Now working as Thargomindah's Director of Nursing in southwest Queensland, Chris caught up with the Rural Weekly to talk about the highs and lows of his long-standing career working in some of the country's most isolated locations.
Chris finished his training at the Royal Brisbane Hospital in 1979, within a few months headed up to the Cape.
"No one knew what remote area nurses were in those days," he said.
"I was working with a group called the Department of Aboriginal and Islander Advancement - it was a government organisation that looked after the communities, and they looked after the health as well.
"There were no doctors in this town."
In those days, the only form of communication Chris had was through radio.
"In the town they just had one big generator, it was on for the town during the daytime but after hours there was nothing," he said.
"We charged the battery on the radio so we would have emergency communication after hours."
Chris admitted this part of Australia was a "different world", and that level of isolation wasn't for everyone, but said "the fishing was amazing".
Flash forward over the years and Chris recalls working on remote islands off the coast of Papua New Guinea, right down to farming communities in central New South Wales.
He said the biggest challenge of the role was dealing with the ebbs and flows of activity.
Long stretches where nothing happens can be followed up with a series of intense situations.
Over the decades he has delivered babies, attended four plane crashes and literally restarted people's hearts.
"We are generalists in the really broad sense of the word," he said.
"We can never be specialists as a remote area care nurse because whatever comes through the door at a city hospital, comes through the door at our place."
Chris joked that watching TV shows about hospitals was amusing for him, because in one scene they might have doctors with "airways", "IV access" and "leads" written on their uniforms.
"I picture myself wearing a T-shirt with all three stickers on at once," he said.
His role can be as varied as treating walk-ins, to driving the station's ambulance to call outs.
"My area, The Bulloo Shire, is about 5000km bigger than Tasmania," he said.
"With my ambulance, if they sent me to some of our most distant places, even with my dual fuel tanks, I couldn't make it back."
Advancement in technology has transformed his profession.
"Video conferences are just amazing," he said.
"It's like having a person here in the room with me who can look around, they can see what I am doing and pick up something I might have missed.

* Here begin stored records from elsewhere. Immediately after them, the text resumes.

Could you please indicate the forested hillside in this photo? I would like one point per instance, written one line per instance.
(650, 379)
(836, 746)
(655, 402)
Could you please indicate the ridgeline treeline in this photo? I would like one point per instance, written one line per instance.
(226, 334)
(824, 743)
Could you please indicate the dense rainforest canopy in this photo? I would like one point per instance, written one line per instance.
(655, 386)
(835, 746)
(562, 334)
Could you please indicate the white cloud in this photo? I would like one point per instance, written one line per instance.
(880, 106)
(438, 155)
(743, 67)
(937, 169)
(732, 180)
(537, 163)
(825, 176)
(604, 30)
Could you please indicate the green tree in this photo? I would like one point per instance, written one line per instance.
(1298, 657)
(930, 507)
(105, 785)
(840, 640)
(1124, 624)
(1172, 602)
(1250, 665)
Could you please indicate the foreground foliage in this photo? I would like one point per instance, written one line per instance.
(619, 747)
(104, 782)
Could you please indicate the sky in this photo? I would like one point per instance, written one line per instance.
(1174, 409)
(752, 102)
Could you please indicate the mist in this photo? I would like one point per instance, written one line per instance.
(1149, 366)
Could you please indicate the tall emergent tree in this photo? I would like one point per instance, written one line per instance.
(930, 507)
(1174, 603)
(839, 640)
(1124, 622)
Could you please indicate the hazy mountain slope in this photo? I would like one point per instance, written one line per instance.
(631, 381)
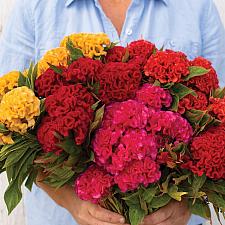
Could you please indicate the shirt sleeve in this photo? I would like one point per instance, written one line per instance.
(17, 41)
(213, 39)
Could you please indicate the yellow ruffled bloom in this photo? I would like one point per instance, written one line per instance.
(18, 109)
(56, 57)
(8, 82)
(6, 139)
(90, 44)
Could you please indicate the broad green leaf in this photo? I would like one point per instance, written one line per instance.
(181, 90)
(12, 196)
(160, 201)
(175, 194)
(196, 71)
(136, 215)
(200, 208)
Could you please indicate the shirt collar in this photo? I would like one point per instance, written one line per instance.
(68, 2)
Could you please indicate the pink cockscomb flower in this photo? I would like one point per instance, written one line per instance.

"I have spent most of my life on call with radios, so when phones came through it's was just amazing."
Nowadays Chris is working on a three-week on three-week off roster - during his 21-day stint he is on call 24-7.
He has to be within 10 minutes from the clinic at all times, limiting the time he has to go for a walk, drive or fish.
But to him, that wasn't any reflection of a personal sacrifice to the job.
"No no, not at all. I am here because I can't work in big city hospitals," he said.
"I would find that really unpleasant."
Chris had a quiet nature about him, and said he tried to keep a professional distance from his patients.
The "nasty" cases, where people had died or were seriously injured, or times when he was the first responder to crashes had worn on him.
But the good cases, fair outweighed the bad.
"Most people are appreciative of us being here, they try to look after us," he said.
"Sick kids are the same anywhere.
"But when you get a sick kid out here you really worry, it's a long way from a doctor or hospital care.
"We are more than 1000km away from Brisbane and 900km away from Toowoomba."
When asked what it was like to save a life, Chris reflected on a recent example.
He didn't want to go into too much detail, as he thought everyone in Thargo would be able to figure out who the patient was, but said when he assessed this particular person's condition he nearly had a "heart attack" himself.
"In times like that you fall back on your training," he said.
When asked whether this patient made a full recovery and if he had thanked him for the care.
"Oh yes, he took me out yabbying and showed me his secret spots," he said with a smile.